# Fuelleborni acting wierd



## bingerz (Mar 3, 2011)

Ive got this one fuelleborni juvenile that's been acting wierd. he's the smallest of the three and the other guys seem to pick on him alot. last friday night...he looked fine. a few hrs after that...his eyes are buldging like he hasn't slept in weeks. i did a water change...and the next day...it went down and he looked like he was getting better. later on that night...popeye came back again. i went and got a water testing and here were the results:

NH3/NH4: 0.5
NO2: 1.0
NO3: 15
PH: 7.6
KH: 13deg.

the guy at the LFS said to do daily water changes and that's helped alot. i haven't seen it since. but it gets wierd. that same fuelleborni will have these twitches and i noticed him swimming and he'll rub up on the rocks. ive got some vids of it, but i can't upload it until my power adapter comes in. any ideas on what's happening with this guy? his eating's fine...when i feed...he's all up on it like the other guys.


----------



## bingerz (Mar 3, 2011)

btw...that water test results were from monday (28th). like i said i've been doing water changes daily since. i'm gonna go in and get another test today. i'll post the results when i get them.


----------



## Mferko (Jun 8, 2010)

if his eyes are filling up with fluid as well as him scratching on the rocks my guess would be you need to increase the hardness its probably affecting its osmoregulation
can you take a GH reading?
your KH could stand to be a bit higher as well
my fish itch themselves on rocks when the water isnt hard enough and stop when i buffer it up

hope that helps


----------



## bingerz (Mar 3, 2011)

the LFS by my work does tests for free, but they don't do GH though. i just got back from there and here's the latest.

NH3/NH4: 0.5 > *0*
NO2: 1.0 > *2*
NO3: 15 > *20*
PH: 7.6 > *7.4*
KH: 13deg. > *11deg.*

with ea. water change i do, i always put in some Cichlid Lake Salt and Malawi/Victoria Buffer.


----------



## bingerz (Mar 3, 2011)

the girl at the LFS was saying that my ammonia went down...but the other numbers went up...that it would be from the ammonia being converted. i just have to keep on doing the water changes and use my stability.

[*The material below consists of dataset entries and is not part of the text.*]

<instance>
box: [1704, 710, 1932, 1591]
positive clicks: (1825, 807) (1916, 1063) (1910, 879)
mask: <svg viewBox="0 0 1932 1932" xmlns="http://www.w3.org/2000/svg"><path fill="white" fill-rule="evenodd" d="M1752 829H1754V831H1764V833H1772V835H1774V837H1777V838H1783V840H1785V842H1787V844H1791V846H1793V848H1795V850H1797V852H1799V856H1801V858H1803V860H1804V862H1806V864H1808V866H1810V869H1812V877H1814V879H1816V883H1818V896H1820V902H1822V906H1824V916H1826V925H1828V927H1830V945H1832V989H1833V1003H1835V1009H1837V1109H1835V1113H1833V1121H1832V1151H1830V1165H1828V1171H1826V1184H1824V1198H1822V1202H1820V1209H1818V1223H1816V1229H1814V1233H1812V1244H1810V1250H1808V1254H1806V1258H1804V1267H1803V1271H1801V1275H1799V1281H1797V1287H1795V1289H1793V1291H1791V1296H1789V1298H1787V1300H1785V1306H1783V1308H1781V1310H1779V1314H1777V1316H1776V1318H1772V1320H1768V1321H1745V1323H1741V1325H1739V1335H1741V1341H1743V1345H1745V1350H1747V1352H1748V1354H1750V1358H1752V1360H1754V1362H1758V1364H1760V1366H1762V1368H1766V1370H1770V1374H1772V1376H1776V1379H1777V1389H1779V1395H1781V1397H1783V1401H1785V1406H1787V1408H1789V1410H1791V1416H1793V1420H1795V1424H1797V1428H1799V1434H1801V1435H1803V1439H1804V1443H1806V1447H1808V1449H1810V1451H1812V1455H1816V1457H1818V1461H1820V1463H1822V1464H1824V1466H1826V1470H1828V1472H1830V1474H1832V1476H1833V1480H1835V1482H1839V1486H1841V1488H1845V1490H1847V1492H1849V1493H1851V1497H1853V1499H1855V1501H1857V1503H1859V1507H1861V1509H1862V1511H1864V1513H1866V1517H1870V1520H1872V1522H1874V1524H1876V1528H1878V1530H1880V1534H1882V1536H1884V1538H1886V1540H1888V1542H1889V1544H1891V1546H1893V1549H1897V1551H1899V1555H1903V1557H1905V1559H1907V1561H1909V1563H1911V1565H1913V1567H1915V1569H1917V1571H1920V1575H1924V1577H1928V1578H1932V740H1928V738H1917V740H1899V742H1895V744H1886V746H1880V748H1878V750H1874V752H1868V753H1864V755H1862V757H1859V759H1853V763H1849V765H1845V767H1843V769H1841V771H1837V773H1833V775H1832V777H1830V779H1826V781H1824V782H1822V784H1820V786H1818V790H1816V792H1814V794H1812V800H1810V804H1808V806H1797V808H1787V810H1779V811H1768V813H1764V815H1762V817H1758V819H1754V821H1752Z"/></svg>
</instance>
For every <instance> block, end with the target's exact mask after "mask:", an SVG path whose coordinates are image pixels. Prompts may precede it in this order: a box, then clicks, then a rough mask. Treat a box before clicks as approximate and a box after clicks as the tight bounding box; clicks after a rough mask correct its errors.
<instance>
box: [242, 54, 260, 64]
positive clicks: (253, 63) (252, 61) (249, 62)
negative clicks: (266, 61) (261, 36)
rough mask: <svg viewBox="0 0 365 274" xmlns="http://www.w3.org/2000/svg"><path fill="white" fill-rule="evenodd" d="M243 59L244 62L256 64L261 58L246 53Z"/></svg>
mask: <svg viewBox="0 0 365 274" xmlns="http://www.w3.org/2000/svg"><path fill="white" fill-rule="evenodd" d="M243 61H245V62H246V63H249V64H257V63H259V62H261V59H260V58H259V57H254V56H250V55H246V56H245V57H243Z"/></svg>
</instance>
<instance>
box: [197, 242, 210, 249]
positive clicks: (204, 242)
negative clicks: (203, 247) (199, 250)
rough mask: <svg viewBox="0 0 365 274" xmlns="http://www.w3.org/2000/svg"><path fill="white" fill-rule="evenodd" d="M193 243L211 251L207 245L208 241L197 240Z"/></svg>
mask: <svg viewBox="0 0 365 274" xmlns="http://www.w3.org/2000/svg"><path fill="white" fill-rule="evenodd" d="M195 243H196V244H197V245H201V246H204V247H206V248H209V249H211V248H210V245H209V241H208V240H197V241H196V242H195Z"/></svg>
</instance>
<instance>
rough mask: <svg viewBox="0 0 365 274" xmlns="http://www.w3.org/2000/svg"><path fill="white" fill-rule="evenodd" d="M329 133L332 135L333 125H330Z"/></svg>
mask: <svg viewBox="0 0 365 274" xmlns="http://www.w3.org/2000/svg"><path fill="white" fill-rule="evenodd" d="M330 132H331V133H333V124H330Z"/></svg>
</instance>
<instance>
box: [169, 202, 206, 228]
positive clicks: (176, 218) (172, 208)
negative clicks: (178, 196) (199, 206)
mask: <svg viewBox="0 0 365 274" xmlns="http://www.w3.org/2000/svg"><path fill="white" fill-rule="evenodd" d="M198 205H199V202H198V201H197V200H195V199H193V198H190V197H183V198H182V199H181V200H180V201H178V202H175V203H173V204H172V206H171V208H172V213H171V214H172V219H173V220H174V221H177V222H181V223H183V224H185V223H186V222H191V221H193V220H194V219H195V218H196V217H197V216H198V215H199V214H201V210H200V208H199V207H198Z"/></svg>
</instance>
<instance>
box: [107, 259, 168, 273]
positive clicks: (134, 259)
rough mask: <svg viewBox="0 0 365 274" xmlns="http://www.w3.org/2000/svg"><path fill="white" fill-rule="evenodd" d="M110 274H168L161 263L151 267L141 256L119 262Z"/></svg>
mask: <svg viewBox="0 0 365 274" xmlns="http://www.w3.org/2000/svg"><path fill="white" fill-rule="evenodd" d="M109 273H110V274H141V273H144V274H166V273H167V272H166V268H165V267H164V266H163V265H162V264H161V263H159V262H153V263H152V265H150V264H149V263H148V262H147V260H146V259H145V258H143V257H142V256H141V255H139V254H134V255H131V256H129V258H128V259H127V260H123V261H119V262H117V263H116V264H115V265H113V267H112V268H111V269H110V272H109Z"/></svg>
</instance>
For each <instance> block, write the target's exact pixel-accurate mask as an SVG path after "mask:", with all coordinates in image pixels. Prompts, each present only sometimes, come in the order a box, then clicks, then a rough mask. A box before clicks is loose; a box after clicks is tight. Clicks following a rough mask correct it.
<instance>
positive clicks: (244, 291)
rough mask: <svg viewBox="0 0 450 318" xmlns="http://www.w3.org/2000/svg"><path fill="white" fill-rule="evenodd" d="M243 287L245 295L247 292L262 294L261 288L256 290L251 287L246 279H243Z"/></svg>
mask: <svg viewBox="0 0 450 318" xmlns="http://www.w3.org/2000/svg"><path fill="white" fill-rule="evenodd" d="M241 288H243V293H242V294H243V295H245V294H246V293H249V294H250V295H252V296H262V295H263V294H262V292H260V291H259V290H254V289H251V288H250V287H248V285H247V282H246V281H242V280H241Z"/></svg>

would you recommend using the epsom salt/table salt/baking soda as a replacement for that Seachem stuff...that stuffs pretty costly.


----------



## Mferko (Jun 8, 2010)

i havent tried it so i cant recommend it currently im using the seachem stuff, for now id suggest just add maybe 25% more than you did before on the next water change and then test again

heres an article on making your own buffer, i plan to try this once my seachem stuff runs out which shouldnt take long once i get the 125G

Rift Lake Buffer Recipe - Cichlid Salt

the hardness in my tank is usually around 18 degrees kh and gh and i notice when it gets down to about 12 they start doing the scratching
try dissolving some of the buffer in hot water, stir it up, and then add it slowly to the tank, add an additional 25% to what you put in on the last water change
expect the water to be cloudy for a little while but it wont hurt the fish if you do it slowly to an area with high flow


----------